Try using .loc[row_indexer,col_indexer] = value instead

See the caveats in the documentation: https://pandas.pydata.org/pandas-docs/stable/user_guide/indexing.html#returning-a-view-versus-a-copy
  """Entry point for launching an IPython kernel.
A value is trying to be set on a copy of a slice from a DataFrame.
Try using .loc[row_indexer,col_indexer] = value instead

See the caveats in the documentation: https://pandas.pydata.org/pandas-docs/stable/user_guide/indexing.html#returning-a-view-versus-a-copy
  


In [92]:
gate_40['retention_1'] = gate_40['retention_1'].apply(lambda x: 1 if x == True else 0)
gate_40['retention_7'] = gate_40['retention_7'].apply(lambda x: 1 if x == True else 0)

A value is trying to be set on a copy of a slice from a DataFrame.
Try using .loc[row_indexer,col_indexer] = value instead

See the caveats in the documentation: https://pandas.pydata.org/pandas-docs/stable/user_guide/indexing.html#returning-a-view-versus-a-copy
  """Entry point for launching an IPython kernel.
A value is trying to be set on a copy of a slice from a DataFrame.
Try using .loc[row_indexer,col_indexer] = value instead

See the caveats in the documentation: https://pandas.pydata.org/pandas-docs/stable/user_guide/indexing.html#returning-a-view-versus-a-copy
  


## Comparison between the two gates at 1 day retention period

In [93]:
a = gate_30['retention_1']
b = gate_40['retention_1']

In [95]:
print("Gate 30, one day retention = ", np.round(a.mean(),4))
print("Gate 40, one day retention = ", np.round(b.mean(),4))

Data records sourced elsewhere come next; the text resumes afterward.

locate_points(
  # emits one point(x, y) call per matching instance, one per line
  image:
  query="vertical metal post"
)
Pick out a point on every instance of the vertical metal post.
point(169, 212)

Gate 30, one day retention =  0.4482
Gate 40, one day retention =  0.4423


**Interpretation**: One day retention at gate 30 for players is 44.82%, while for gate 40 is slightly lower at 44.2%. Significance testing based on t-test shows p values greater than alpha = 0.05. Therefore, we conclude that the difference between gates at level 30 and 40 are not statistically significant and hence the results are inconclusive. 

In [96]:
# Using built-in t-test:
t, p = stats.ttest_ind(a, b)
print("t:\t", t, "p:\t", p)

t:	 1.7840979256519656 p:	 0.07441111525563184


## Comparison between the two gates at 7 days retention period

In [98]:
a7 = gate_30['retention_7']
b7 = gate_40['retention_7']

In [102]:
print("Gate 30, seven days retention = ", np.round(a7.mean(),4))
print("Gate 40, seven days retention = ", np.round(b7.mean(),4))

Gate 30, seven days retention =  0.1902
Gate 40, seven days retention =  0.182


In [103]:
# Using built-in t-test:
t, p = stats.ttest_ind(a7, b7)
print("t:\t", t, "p:\t", p)

t:	 3.1644994996802778 p:	 0.0015540151201088365


**Interpretation**: Difference for gates at level 30 & 40 are statistically significant at 7 days retention period. 

**Take-away:** It would be better to place gates at level 30 as it renders users with higher one day as well seven days retention. Results become statistically significant at 7 days retention data.